With pictures of a bloody eye and marks on his head, Cates says the workers did not need to use that much force when they threw him out on February 19th.  He says it all began when a fight broke out with some girls and men, and the bouncers grabbed the girls.

"They were being pretty rough with the girls and I told them it wasn't the girls that were doing it, it was the men.  At that time, he pushed me so hard, I flew off my feet and landed on the street on my back," says Cates.

Cates left the club that night, but then returned after they closed.  He says he wanted justice and to let the bouncers know that he wanted to press charges.  Instead, he says he got a severe beat down by a group of them.

"I was kicked on the ground in the ribs, I was kicked in the arms, legs, stepped on, I had a foot on my face multiple times, stepping on my head. That's not obtaining a person, that's a beat down," says Cates.

A police report filed indicates Cates bit one of the bouncers and was then charged with fourth degree assault, a charge he denies doing.

Kennewick Police Officer Liz Brown says security at night clubs have similar rights to law enforcement agents because they are responsible not only for the protection of the property but for the safety of everyone else at the club as well.  She says they also have to do a dangerous job, often times without weapons or enough back up.

"It doesn't give them  free reign to beat somebody up.

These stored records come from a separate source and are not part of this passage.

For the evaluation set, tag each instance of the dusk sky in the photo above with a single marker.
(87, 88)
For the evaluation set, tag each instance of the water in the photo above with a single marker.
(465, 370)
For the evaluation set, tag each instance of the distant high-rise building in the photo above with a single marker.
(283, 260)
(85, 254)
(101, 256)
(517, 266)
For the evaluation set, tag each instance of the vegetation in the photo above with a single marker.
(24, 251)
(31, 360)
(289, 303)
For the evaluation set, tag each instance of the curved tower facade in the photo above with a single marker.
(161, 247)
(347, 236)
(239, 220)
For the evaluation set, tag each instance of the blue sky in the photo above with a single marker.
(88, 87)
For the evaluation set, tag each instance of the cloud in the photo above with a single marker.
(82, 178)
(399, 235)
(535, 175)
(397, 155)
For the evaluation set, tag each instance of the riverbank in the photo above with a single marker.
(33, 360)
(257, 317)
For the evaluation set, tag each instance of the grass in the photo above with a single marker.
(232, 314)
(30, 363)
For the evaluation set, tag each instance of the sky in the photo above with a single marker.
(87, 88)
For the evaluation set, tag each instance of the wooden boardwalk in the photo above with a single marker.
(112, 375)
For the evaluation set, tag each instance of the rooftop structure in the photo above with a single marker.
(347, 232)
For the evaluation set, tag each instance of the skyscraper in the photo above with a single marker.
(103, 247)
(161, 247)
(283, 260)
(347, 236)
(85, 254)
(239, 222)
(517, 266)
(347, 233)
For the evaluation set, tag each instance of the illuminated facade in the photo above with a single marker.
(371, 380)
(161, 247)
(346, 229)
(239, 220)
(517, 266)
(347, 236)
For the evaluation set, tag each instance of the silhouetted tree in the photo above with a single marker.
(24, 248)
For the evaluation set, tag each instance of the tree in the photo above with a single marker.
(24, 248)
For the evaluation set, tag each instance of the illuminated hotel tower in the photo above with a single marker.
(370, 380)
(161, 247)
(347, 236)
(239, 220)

But if they are being assaulted, and having force used against them, they can use the same amount of force back to protect themselves," says Brown.

In February 2010, police found bouncer, 41 year old Forilan Godinez stabbed in the alley near El Patron club in Pasco after a fight between club goers.

"You're surrounded by a bunch of people that are drunk.  You don't know them.  It's the same as we don't know the people we are dealing with on the street," says Officer Brown.